In deze zaak heeft eiser, wonende in Sint Maarten, een kort geding aangespannen tegen de Notaris, gevestigd in Sint Maarten. Eiser vorderde dat de Notaris hem zou informeren over de verdeling van een nalatenschap en een bedrag van US $ 5.000,00 zou betalen. De procedure begon op 13 juli 2021 met de indiening van het verzoekschrift. Tijdens de zitting op 23 juli 2021 heeft de Notaris een conclusie van antwoord ingediend en is de zitting aangehouden tot 17 september 2021 om te proberen een regeling te treffen. Echter, partijen hebben geen regeling bereikt en de Notaris heeft verzocht om ontheven te worden van haar ministerieplicht.
Het Gerecht heeft vastgesteld dat spoedeisendheid een vereiste is voor de behandeling van een kort geding. Eiser heeft echter de spoedeisendheid van zijn vordering niet gesteld, wat op zichzelf al grond is voor afwijzing van de vordering. Daarnaast heeft het Gerecht overwogen dat de Notaris voldoende informatie heeft verstrekt aan eiser over de verdeling van de nalatenschap. Eiser is verantwoordelijk voor het verkrijgen van medewerking van andere deelgenoten in de gemeenschap, en het is niet de taak van de Notaris om deze medewerking te regelen.

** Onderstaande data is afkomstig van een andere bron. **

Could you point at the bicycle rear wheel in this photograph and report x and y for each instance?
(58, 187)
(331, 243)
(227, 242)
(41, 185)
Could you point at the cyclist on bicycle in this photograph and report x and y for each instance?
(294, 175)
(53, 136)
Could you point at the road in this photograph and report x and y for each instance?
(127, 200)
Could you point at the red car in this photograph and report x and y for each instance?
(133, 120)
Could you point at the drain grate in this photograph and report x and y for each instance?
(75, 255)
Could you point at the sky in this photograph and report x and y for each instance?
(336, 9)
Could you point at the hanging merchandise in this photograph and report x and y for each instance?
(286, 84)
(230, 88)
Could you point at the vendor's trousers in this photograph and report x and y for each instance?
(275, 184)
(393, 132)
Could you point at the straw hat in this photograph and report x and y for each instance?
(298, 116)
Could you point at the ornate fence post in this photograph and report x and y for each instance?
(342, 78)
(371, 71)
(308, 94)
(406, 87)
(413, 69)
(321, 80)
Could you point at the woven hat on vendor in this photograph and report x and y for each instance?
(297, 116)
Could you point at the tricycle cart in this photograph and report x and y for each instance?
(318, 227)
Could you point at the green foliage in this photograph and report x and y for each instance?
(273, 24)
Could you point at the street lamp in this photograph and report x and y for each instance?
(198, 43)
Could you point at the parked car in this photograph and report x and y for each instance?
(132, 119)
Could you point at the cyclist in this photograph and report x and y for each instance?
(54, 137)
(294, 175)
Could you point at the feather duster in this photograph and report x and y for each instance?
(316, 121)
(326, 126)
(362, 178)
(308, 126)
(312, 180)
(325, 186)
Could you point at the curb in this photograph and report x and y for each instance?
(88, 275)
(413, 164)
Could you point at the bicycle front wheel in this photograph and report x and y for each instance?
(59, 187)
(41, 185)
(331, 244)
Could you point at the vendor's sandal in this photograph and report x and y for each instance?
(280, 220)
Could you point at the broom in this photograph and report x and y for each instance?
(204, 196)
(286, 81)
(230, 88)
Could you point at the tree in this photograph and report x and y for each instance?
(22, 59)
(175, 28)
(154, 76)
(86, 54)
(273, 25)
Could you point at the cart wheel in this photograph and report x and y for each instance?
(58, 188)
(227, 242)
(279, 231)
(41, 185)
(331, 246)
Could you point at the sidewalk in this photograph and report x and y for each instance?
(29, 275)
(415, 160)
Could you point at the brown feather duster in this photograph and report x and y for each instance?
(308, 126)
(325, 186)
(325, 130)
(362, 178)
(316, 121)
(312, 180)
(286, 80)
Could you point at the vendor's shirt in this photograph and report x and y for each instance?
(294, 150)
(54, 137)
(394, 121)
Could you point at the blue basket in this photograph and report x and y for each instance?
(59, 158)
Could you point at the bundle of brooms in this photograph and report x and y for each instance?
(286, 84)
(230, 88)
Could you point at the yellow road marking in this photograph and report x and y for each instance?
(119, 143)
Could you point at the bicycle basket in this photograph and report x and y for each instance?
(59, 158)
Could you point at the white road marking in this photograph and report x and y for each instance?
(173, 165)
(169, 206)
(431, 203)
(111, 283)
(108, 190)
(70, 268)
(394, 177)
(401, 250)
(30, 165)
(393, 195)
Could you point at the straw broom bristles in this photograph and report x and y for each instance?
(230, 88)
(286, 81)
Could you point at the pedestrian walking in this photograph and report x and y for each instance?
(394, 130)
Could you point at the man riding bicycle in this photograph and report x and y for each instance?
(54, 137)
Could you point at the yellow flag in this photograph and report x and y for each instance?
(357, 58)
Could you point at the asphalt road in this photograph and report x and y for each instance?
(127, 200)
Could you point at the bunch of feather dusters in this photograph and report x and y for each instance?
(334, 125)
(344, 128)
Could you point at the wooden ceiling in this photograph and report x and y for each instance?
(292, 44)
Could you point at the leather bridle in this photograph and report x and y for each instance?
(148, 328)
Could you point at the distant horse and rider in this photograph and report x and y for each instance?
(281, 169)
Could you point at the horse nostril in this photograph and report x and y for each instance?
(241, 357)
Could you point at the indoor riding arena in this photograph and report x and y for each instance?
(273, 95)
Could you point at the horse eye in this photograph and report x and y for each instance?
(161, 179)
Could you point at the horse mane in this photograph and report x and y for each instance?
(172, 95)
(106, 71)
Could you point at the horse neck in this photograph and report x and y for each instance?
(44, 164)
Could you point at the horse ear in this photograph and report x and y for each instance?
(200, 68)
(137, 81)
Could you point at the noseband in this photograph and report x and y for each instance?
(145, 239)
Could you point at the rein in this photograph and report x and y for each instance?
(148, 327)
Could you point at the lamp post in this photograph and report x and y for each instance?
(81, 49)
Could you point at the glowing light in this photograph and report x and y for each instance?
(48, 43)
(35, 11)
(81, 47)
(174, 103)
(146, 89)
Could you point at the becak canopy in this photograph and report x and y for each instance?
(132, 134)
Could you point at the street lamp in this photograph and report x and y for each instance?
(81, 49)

Uiteindelijk heeft het Gerecht de vordering van eiser afgewezen en hem in de proceskosten veroordeeld, die op nihil zijn begroot. De Notaris had ook verzocht om ontheven te worden van haar ministerieplicht, maar het Gerecht was niet bevoegd om hierover te oordelen. Het vonnis is uitgesproken door mr. C.T.M. Luijks op 1 oktober 2021.